Klimczyk – Mała
Opowiadanie pielgrzymkowe
Upał. Ciężkie buty wtapiają się w asfalt. Idę lekko zamroczony zmęczeniem i palącym słońcem. Jak przez sen dobiegają do mnie słowa odmawianego różańca. W mojej głowie pojawiają się ciężkie jak smoła myśli: jaki sens ma to pielgrzymowanie?, po co ja już kolejny raz wyruszyłem na tę włóczęgę?, czy nie lepiej było zorganizować normalne rekolekcje w jakimś ośrodku z kilmatyzacją? Nagle przez te ciążące mi myśli przebija się czyjś spokojny głos:
– Chyba jest ksiądz dziś bardzo zmęczony? Pewnie ciężko się idzie w taki skwar w sutannie? Może wody?
Odwróciłem głowę, żeby zobaczyć, kto otoczył mnie taką troską. Zobaczyłem ją po raz pierwszy, choć szliśmy już kolejny dzień. Z przeuroczym i rozbrajającym uśmiechem podawała mi butelkę z wodą. Ugasiłem nią pragnienie i podziękowałem.
– Ile masz lat? – zapytałem po chwili.
– Jutro skończę dziesięć – odpowiedziała energicznie, choć jej oczy szkliły się od pielgrzymkowego zmęczenia.
– Nie bolą Cię nogi? – kontynuowałem naszą rozmowę.
– Bolą, bardzo mnie bolą, ale wczoraj lekarz zrobił mi opatrunek, więc dziś udało mi się przejść już 20 kilometrów.
– Nie lepiej było jechać nad morze z rodzicami i wylegiwać się na plaży? – zapytałem, uwikłany jeszcze moimi kryzysowymi myślami. Chciałem również dowiedzieć się, skąd ta mała ma taką motywację, aby pomimo bólu nóg ciągle iść dalej.

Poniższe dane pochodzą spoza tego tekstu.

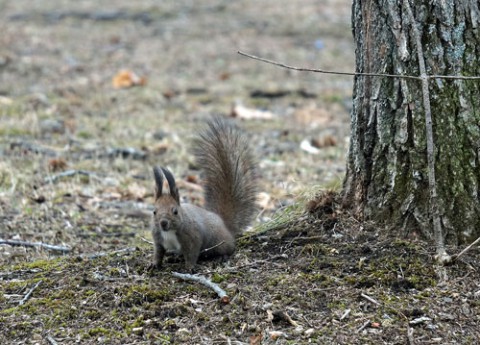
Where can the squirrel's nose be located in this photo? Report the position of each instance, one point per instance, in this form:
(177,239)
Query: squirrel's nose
(164,224)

– Ja idę dla babci – powiedziała ze smutkiem i zaczęła bardziej kuleć, jakby ta myśl odebrała jej siłę. – Moja babcia jest chora i bardzo cierpi. Tatuś mówił, że niedługo będziemy musieli się z nią pożegnać. Ja bym chciała, żeby żyła, bo ona bardzo mnie kocha, i żeby już nie cierpiała. Ja wierzę, że Matka Boża ją uzdrowi. Proszę księdza, czy Matka Boża babcię uzdrowi, gdy dojdę na Jasną Górę?
Nie mogłem wykrztusić z siebie słowa. Wzruszenie chwyciło mnie za gardło.
– Będzie zdrowa. Na pewno – odpowiedziałem i nagle zrobiło mi się jeszcze bardziej gorąco. A jak nie będzie zdrowa? Jak ja tej małej spojrzę w oczy, jeżeli nie zostanie uzdrowiona?
Od tej rozmowy opuścił mnie kryzys pielgrzymowania. Szedłem dziarsko, dalej modląc się za babcię Małej. Jej nadzieja zaczęła wzmacniać moją wiarę w uzdrowienie babci. W końcu i ona, i ja byliśmy pewni, że babcia wyzdrowieje.
Szybko zbliżaliśmy się do Jasnej Góry. Zostało jeszcze 60 km, czyli 2 dni pielgrzymowania. W tę przedostatnią noc źle spałem. Leżałem na pace ciężarówki, słuchałem chrapania współbraci i wpatrywałem się w jaśniejące na wschodzie niebo. Wtedy usłyszałem cichutki głos zza ciężarówki:
– Proszę księdza.
Wysunąłem głowę spod plandeki i zobaczyłem Małą stojącą na boso i trzęsącą się z zimna.
– Mama dzwoniła. Babcia umarła w nocy.
Schowałem głowę w dłoniach. Co ja jej teraz powiem, ja, ksiądz?
– Ale niech się ksiądz nie martwi – mówiła dalej – Matka Boża wysłuchała naszych modlitw. Przed telefonem mamy przyśniła mi się babcia. Była bardzo radosna. Mówiła, że jest w niebie. A ja zapytałam, co się robi w niebie. I babcia odpowiedziała, że to samo, co się najbardziej kochało robić na ziemi.
– To co babcia robi teraz w niebie? – zapytałem mocno zdziwiony.
– Gotuje dziadkowi obiad i nie może się doczekać jego powrotu z pracy – odpowiedziała.